Opened 10 years ago

Last modified 10 days ago

#24203 new Cleanup/optimization

Optimisation: adding multiple fields to same model should attempt to run single ALTER TABLE statement

Reported by: Peter Lauri Owned by: nobody
Component: Migrations Version: dev
Severity: Normal Keywords: migration
Cc: Markus Holtermann, ambivalentno, dharris+django@…, emorley@…, Phil Krylov, Adam Johnson, elonzh Triage Stage: Someday/Maybe
Has patch: no Needs documentation: no
Needs tests: no Patch needs improvement: no
Easy pickings: no UI/UX: no

Description

Origin: https://groups.google.com/d/msg/django-users/DDekrNgXH2U/k1un-e8CbnMJ

When adding multiple fields to a Model the makemigrate and migrate does not attempt to create one ALTER TABLE statement, but rather one per field added. This can cause slow migrations of large tables.

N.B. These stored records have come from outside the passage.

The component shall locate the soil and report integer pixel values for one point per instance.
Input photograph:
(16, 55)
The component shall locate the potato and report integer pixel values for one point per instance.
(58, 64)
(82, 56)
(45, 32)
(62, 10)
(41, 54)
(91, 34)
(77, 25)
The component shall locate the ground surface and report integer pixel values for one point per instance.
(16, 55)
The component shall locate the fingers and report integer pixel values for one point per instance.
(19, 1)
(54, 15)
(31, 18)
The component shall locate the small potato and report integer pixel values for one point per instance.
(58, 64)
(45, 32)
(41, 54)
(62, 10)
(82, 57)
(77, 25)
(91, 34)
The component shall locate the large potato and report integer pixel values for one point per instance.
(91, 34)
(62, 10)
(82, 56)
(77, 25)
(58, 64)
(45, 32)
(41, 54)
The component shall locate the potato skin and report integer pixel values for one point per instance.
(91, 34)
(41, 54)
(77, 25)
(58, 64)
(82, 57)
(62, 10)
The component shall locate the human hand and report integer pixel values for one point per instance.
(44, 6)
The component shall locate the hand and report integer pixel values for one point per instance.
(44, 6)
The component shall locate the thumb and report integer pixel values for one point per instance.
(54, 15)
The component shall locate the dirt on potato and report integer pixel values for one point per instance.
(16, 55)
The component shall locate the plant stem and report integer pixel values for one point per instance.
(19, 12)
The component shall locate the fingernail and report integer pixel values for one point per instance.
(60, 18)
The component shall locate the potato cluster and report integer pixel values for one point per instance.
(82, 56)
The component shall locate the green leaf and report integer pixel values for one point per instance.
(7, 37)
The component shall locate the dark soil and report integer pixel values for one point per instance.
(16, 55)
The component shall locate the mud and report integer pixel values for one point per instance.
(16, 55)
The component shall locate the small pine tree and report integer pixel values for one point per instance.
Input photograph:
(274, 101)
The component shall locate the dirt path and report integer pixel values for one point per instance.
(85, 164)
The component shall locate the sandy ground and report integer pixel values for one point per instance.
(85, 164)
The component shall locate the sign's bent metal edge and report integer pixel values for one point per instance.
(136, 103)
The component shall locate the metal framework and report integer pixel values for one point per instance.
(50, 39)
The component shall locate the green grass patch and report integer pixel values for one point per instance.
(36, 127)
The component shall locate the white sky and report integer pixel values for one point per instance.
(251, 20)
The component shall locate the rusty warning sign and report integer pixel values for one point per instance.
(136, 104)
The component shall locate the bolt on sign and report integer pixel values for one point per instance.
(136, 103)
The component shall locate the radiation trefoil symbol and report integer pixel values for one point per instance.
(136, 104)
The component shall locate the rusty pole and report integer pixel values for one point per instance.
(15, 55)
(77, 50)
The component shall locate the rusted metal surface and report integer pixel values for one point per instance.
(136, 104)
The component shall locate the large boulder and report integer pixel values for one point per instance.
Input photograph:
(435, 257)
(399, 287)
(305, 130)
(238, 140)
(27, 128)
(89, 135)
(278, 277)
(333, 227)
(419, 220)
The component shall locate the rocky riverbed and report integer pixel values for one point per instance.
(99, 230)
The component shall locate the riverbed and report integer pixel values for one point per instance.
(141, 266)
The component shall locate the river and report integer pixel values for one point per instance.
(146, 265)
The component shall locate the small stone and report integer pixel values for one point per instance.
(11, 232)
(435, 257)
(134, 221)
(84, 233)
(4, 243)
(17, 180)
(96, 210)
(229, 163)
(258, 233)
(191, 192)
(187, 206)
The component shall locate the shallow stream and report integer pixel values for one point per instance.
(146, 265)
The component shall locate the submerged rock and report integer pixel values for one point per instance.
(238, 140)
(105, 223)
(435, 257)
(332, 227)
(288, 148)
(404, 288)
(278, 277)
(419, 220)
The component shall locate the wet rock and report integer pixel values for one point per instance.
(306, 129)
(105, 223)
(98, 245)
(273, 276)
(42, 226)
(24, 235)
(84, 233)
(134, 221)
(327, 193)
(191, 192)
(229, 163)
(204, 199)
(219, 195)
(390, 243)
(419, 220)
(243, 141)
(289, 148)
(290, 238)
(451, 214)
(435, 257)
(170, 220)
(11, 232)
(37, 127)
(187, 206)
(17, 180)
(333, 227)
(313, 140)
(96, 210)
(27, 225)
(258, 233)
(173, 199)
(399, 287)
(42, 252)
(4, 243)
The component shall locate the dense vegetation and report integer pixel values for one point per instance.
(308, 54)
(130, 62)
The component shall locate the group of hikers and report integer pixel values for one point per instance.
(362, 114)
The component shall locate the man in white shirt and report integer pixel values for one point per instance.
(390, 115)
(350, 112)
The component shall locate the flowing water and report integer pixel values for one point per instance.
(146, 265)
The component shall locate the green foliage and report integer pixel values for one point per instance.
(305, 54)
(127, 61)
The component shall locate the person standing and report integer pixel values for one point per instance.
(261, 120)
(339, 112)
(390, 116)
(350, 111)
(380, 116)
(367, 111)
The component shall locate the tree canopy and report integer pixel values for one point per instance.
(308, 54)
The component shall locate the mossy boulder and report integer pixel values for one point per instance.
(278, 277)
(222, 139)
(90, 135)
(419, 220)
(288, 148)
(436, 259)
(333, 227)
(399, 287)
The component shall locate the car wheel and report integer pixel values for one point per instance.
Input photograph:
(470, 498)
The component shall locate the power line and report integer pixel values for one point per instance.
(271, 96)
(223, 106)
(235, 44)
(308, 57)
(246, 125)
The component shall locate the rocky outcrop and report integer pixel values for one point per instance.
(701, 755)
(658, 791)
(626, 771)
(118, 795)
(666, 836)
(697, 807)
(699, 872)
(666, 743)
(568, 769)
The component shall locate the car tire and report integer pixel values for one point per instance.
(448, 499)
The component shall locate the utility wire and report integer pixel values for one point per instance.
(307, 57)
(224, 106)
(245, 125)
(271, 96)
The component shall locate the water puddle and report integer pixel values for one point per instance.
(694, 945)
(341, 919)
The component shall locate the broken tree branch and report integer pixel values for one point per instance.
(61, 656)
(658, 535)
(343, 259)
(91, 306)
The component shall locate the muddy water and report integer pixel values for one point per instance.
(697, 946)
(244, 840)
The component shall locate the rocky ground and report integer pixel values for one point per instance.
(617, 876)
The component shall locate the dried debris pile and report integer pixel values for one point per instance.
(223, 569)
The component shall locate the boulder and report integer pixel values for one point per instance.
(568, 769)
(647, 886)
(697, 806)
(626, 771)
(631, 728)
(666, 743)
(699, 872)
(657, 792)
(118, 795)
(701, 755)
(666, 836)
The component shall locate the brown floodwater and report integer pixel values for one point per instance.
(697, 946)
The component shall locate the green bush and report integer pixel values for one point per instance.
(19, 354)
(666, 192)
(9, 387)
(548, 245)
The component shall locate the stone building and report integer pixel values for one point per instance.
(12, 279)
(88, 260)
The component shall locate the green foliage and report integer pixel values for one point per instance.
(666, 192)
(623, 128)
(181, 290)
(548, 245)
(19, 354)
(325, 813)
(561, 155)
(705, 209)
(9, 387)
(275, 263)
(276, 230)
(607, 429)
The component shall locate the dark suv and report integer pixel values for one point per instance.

I propose to optimise to attempt to merge multiple AddField to one single ALTER TABLE request when the migrate is run.

My real world case the db backend was MySQL, here is PG example of 2nd migration db output after adding two fields to one model.

  Applying play.0002_auto_20150122_1825...DEBUG ALTER TABLE "play_play" ADD COLUMN "field2" varchar(100) NULL; (params [])
DEBUG (0.000) ALTER TABLE "play_play" ADD COLUMN "field2" varchar(100) NULL; args=[]
DEBUG ALTER TABLE "play_play" ALTER COLUMN "field2" DROP DEFAULT; (params [])
DEBUG (0.000) ALTER TABLE "play_play" ALTER COLUMN "field2" DROP DEFAULT; args=[]
DEBUG ALTER TABLE "play_play" ADD COLUMN "field3" varchar(100) NULL; (params [])
DEBUG (0.000) ALTER TABLE "play_play" ADD COLUMN "field3" varchar(100) NULL; args=[]
DEBUG ALTER TABLE "play_play" ALTER COLUMN "field3" DROP DEFAULT; (params [])
DEBUG (0.000) ALTER TABLE "play_play" ALTER COLUMN "field3" DROP DEFAULT; args=[]

Change History (19)

comment:1 by Peter Lauri, 10 years ago

Last edited 10 years ago by Peter Lauri (previous) (diff)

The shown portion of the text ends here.